Introducing cap-std, a capability-based version of the Rust standard library
Posted on
Introducing cap-std
cap-std
is a project to create capability-based versions of Rust standard
library and related APIs.
Capability-based here means that the APIs don't access files, directories, network addresses, clocks, or other external resources implicitly, but instead operate on handles that are explicitly passed in. This helps programs that work with potentially malicious content avoid accidentally accessing resources other than they intend, and does so without the need of a traditional process-wide sandbox, so it can be easily embedded in larger applications.
Background
Some of the most devious software bugs are those where the code looks like it does one thing, and usually does that thing in practice, but sometimes, under special circumstances, does something else. Here's a simple example using Rust's filesystem APIs:
fn hello(name: &Path) -> Result<()> {
let tmp = tempdir()?;
fs::write(tmp.path().join(name), "hello world")?;
}
The expected behavior of this function is to write "hello world" to a file within
a temporary directory. The code looks like it will do this. And indeed, it will
usually do this. But if the path passed in is ../../home/me/.ssh/id_dsa.pub
,
then the behavior of this function could be to corrupt the user's ssh public key 😲.

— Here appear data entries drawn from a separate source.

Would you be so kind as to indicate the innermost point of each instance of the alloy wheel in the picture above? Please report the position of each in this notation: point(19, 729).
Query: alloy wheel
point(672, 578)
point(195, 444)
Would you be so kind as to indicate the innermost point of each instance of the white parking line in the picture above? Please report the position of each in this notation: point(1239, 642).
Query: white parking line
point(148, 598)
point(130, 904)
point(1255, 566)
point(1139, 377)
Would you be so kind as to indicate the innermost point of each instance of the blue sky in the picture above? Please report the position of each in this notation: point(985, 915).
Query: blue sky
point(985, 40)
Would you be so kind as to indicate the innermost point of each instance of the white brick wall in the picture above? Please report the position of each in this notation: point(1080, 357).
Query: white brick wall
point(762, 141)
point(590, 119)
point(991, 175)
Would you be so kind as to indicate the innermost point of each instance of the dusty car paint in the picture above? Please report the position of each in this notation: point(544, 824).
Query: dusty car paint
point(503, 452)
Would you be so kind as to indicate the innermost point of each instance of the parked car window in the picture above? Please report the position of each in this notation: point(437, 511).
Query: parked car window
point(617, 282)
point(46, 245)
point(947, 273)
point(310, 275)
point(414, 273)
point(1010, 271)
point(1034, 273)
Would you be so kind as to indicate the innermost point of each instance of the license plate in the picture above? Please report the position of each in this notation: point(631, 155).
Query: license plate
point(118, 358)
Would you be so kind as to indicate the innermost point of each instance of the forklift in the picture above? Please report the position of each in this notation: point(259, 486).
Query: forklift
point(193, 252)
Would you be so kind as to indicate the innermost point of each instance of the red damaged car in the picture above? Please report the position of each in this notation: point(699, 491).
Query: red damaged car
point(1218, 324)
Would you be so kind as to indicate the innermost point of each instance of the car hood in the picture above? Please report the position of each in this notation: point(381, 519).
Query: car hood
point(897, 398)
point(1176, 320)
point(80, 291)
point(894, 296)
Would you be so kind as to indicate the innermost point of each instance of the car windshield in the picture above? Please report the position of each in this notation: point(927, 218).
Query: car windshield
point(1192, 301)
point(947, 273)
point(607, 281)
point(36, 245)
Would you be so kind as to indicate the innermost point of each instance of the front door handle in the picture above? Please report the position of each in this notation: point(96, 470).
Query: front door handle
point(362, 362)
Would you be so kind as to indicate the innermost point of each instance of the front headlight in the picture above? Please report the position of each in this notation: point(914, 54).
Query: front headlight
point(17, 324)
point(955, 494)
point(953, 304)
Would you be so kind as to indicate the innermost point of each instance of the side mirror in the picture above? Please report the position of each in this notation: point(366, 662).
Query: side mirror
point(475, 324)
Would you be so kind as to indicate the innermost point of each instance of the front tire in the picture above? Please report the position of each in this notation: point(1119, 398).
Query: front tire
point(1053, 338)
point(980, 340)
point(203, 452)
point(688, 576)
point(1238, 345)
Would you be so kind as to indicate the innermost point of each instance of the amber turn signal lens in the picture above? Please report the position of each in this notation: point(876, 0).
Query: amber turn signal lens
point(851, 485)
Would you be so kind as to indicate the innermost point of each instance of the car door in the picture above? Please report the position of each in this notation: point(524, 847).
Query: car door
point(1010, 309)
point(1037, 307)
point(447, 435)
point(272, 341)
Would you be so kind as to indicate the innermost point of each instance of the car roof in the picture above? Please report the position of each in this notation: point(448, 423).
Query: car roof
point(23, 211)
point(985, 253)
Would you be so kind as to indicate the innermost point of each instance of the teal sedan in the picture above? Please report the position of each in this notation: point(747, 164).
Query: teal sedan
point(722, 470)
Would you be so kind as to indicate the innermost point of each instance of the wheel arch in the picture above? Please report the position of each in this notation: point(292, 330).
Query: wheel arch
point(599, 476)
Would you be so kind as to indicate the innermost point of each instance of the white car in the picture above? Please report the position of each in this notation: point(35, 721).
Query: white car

That's... not remotely within what we said the expected behavior is. It usually
doesn't do that, but under the right circumstances, it could.
And since name
is just a string, if the string is computed in a way that could
be influenced by an attacker, the right circumstances could easily be made to
occur in practice.
The cap-std
project provides Rust crates with lightweight ways to avoid such
problems. In particular, the cap-std
crate's Dir
type represents a
directory, with methods corresponding to Rust's std::fs
functions, for
opening and working with files within the directory, that ensure that all paths
stay within that directory. For networking, the Pool
type represents a set of
network addresses, ensuring that all network accesses made through the API
are to addresses in the pool.
In contrast to conventional sandboxing, cap-std
doesn't have any global state,
so using it in one part of an application doesn't require using it in the rest of
the application. Library crates can use cap-std
internally without imposing any
sandboxing constraints on their users.
What can Dir
do?
cap_std
is just a library, so by itself, it isn't a sandbox for arbitrary
Rust code—it can't prevent arbitrary Rust code from using std::fs
's
path-oriented APIs. Instead, it protects against malicious content, when
filesystem paths can be influenced by untrusted inputs, and malicious
concurrent modifications, when another program running at the same time
has the ability to remove, rename, or create files, directories, symlinks,
or hard links in ways that could cause a program to inadvertently access
unintended resources.
Revisiting our example above, with cap-std
we might write:
fn hello(name: &Path, tmp: &Dir) -> Result<()> {
tmp.write(name, "hello world")?;
}
In this code, if the passed-in path uses ..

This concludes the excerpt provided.